Pif Gadget, c'est toute une partie de ma jeunesse, c'est une de ces lectures indispensables, dont je ne sautais jamais un numéro. Né en 1969, appartenant au journal l'Humanité, et donc au Parti communiste alors en plein essor, cet hebdomadaire a eu le grand mérite de présenter pour jeune génération d'alors, de très nombreux personnages, allant de l'humorisme le plus simple et ingénu aux histoires sociales, historique et engagées, faisant le grand écart entre Placid et Muzo ou Rahan, par exemple. Et puis il y avait le gadget, que ce soit des pois sauteurs et des dirigeables gonflables au soleil, ou de petites maquettes à construire, tout ceci a marqué notre génération.
Dans les années 90, Pif Gadget a rendu l'âme, avant d'être relancé sous forme d'un mensuel, 10 ans plus tard, mais sans grand succès. Après une liquidation judiciaire, Pif est de retour sans son gadget (et après quelques hors-série irréguliers). Nous assistons au come-back de la formule "chaque semaine" avec un journal qui s'ouvrira comme un accordéon et proposera d'un côté de la bande dessinée, et de l'autre de l'approfondissement. Le public visé est principalement celui des 8-14 ans, mais il est évident que pour que le succès soit au rendez-vous, il faudra s'en aller récupérer une partie des anciens lecteurs (qui sont aujourd'hui pères de famille). Si toutefois ils ne sont pas rebutés à l'idée de voir leur personnage fétiche relooké (le dessinateur est Thomas Labourot et le scénariste Jean-Michel Darlot) : par exemple Pif est désormais complètement vêtu, et l'esprit naïf des années 70 risque d'être bien loin de cette version annoncée plus engagée, plus raccord avec les thèmes sociaux du moment. En bonus, qui lira avec un smartphone en main pourra débloquer des bonus en réalité augmentée.

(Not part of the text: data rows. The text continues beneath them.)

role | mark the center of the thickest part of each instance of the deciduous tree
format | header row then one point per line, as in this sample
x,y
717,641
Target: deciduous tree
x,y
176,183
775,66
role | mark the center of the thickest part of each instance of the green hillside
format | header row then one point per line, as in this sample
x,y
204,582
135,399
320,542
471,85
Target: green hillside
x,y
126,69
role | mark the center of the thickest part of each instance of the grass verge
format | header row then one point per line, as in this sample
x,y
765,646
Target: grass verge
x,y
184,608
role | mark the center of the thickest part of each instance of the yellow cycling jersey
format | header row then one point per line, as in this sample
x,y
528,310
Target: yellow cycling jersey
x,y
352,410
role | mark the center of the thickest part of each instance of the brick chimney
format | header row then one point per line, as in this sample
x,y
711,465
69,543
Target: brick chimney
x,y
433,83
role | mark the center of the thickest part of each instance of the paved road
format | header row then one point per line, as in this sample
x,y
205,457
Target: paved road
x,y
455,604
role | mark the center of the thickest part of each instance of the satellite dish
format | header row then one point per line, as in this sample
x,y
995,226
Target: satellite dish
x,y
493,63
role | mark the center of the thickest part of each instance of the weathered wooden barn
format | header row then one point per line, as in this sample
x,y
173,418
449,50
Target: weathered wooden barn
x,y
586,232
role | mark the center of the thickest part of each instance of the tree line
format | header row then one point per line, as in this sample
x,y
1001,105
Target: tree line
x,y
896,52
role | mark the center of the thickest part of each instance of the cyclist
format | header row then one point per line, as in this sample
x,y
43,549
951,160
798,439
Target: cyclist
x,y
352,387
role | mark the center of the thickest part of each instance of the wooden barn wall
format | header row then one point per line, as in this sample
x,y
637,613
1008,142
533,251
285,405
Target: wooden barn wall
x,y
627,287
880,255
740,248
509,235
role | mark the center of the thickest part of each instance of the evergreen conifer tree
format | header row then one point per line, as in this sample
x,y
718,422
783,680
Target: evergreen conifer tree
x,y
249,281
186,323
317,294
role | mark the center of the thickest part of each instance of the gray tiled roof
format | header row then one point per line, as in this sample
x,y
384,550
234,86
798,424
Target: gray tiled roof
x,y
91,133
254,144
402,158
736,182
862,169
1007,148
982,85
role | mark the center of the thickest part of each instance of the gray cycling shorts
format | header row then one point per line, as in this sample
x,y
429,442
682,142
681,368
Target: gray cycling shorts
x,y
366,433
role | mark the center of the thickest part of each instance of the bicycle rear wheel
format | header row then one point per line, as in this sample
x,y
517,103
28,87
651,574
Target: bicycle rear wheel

Une campagne de financement participatif est également disponible sur Kisskissbankbank. Reste la grande question : a-t-on besoin du retour de Pif? Est-ce vraiment pertinent? Ne vaudrait-il pas mieux créer de toutes pièces un nouveau journal, inventer quelque chose d'inédit, plutôt que d'aller récupérer d'antiques idées dans les tiroirs de la nostalgie, pour ressortir périodiquement les grandes heures du passé qui ne pourront plus jamais revenir? Pourquoi recourir à ces incarnations d'une époque où les jeunes n'était pas ceux d'aujourd'hui, où la vie ne se scandait pas à coups de Snapchat et de jeux en réseau, où le cinéma et la bande dessinée n'adoptaient pas ce ton désenchanté, cruel et ultra réaliste, qui est la orme en 2018?
Pif et Hercule peuvent-ils encore exister, dans un monde où la naïveté est interprétée comme de la faiblesse, eh où l'émerveillement des plus jeunes est noyé dans une injection continue de réel désenchanté? Réponse en octobre , après un numéro 0 qui sera distribué lors de la fête de l'Humanité.
On notera au passage que des trolls sur Facebook semblent découvrir que Pif Gadget était un hebdomadaire du parti communiste, et s'inquiéter de ce que leur progéniture sera appeler à lire, comme si Pif avait jusque là incité les enfants à manger leurs semblables, ou à s'équiper d'une faucille et d'un marteau. Troll, c'est tout un métier.